Stacy Bannerman, the author of Homefront 911 and When the War Came Home, has advocated for veteran families and highlighted the personal struggles they face. She also created the Heart2Heart Tour, a group made up of veterans and their families speaking out about “love, war, and enough folded flags.”
The group traveled across the country last week and ended in Philadelphia where Bannerman interrupted the ceremony to give back her Operation Iraqi Freedom Medal she received when her now ex-husband was in the war.
“Part of the reason we went on that tour was to speak from the heart of the American homefront about what these endless wars are costing,” she said.
As the former president was receiving the Liberty Medal, a medal given to those who work to secure liberty across the globe, the scene cut deep for Bannerman.
“I’ll be very frank with you.
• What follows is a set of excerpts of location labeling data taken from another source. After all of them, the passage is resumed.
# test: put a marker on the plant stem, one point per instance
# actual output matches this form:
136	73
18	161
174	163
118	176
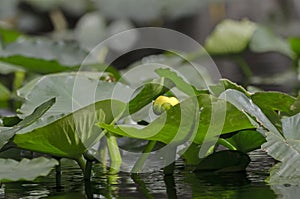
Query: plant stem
245	68
171	186
81	162
140	162
114	153
170	156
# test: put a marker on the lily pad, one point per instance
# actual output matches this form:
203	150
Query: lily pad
71	135
246	141
285	148
225	161
6	133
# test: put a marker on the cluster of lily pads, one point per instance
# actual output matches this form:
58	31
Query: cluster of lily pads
57	118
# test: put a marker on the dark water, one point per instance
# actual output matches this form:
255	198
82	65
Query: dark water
183	184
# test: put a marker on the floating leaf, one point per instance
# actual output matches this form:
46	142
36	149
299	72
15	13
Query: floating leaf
246	141
219	117
76	131
243	103
285	148
71	90
230	37
184	115
274	105
224	161
179	82
25	170
175	125
148	93
7	133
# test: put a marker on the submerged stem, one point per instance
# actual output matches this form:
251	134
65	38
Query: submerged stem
81	162
141	161
114	153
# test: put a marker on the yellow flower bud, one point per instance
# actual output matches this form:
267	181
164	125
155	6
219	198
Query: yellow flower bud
163	103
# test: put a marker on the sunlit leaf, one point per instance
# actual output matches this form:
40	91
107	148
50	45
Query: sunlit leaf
285	148
71	135
246	141
244	103
6	133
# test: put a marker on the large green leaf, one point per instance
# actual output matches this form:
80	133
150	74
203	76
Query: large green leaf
246	141
175	125
274	105
69	136
224	161
245	104
11	170
219	117
179	82
71	90
43	56
7	133
230	37
165	127
265	40
148	92
285	148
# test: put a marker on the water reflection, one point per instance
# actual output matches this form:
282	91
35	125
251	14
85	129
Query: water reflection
182	184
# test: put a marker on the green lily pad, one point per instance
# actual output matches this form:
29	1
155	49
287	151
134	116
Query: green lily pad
224	161
71	135
286	149
246	141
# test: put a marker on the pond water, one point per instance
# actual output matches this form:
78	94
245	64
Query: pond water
182	184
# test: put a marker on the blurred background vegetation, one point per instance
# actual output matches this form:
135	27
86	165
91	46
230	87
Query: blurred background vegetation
269	61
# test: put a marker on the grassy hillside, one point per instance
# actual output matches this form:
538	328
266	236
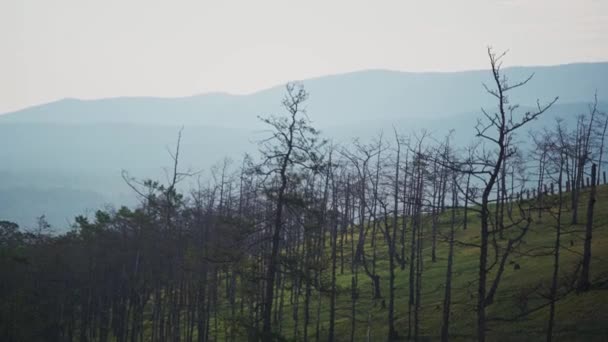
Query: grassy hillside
579	317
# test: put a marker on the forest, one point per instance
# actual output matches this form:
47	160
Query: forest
403	237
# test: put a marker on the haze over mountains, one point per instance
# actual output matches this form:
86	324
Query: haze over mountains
64	158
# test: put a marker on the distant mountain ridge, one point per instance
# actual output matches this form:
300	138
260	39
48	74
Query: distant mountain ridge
76	149
334	99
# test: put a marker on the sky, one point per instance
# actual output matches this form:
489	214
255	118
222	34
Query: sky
88	49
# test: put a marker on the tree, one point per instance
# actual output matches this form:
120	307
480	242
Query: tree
497	129
293	144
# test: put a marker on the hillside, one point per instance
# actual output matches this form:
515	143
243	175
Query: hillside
83	145
579	317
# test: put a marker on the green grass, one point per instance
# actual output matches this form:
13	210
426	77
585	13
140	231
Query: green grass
581	317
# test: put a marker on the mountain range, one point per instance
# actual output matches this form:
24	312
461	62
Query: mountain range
66	157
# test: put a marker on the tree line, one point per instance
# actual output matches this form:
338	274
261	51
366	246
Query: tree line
309	238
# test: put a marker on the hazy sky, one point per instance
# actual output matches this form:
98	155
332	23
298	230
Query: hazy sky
52	49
It was excruciating to be sitting in that audience just 24 rows from that stage,” she said. “Close enough to see the shine on his face, as he was laughing and smirking.”
Stacy’s ex-husband Lorin was a National Guard soldier that fought in Iraq for 12 months. She received the Freedom Medal because of his service in the Iraq War but on Sunday she decided it was time to give it back.
“He heard me say, ‘President Bush, your war based on lies cost millions of lives, it destroyed millions of lives – including my own,” said Bannerman, recounting what she stated to the former president.
She ended up dropping her medal on the floor at the ceremony before being escorted out. A signal of the life and the husband she has now left behind.
According to Bannerman when Lorin came back from the war he suffered from PTSD and a traumatic brain injury and in order to dull the pain began to self-medicate with crystal meth.
When he came home, she says he was a stranger.
“I had to run for my life, literally I had to run for my life,” she said. “He had strangled me nearly to death upon one occasion.”
While they’ve been separated for some time she admits that she still loves him.
“He was my first and only husband. He was the love of my life and on some level, he always will be but it was not safe for me to continue,” said Bannerman.
But she says like so many other veteran families the decisions made by those in office destroyed her life and many others. She hopes her books can help more people understand what families of veterans face and the casualties found at home as well.
“See this doesn’t go away,” she said holding back the tears. “And I want people to understand that.”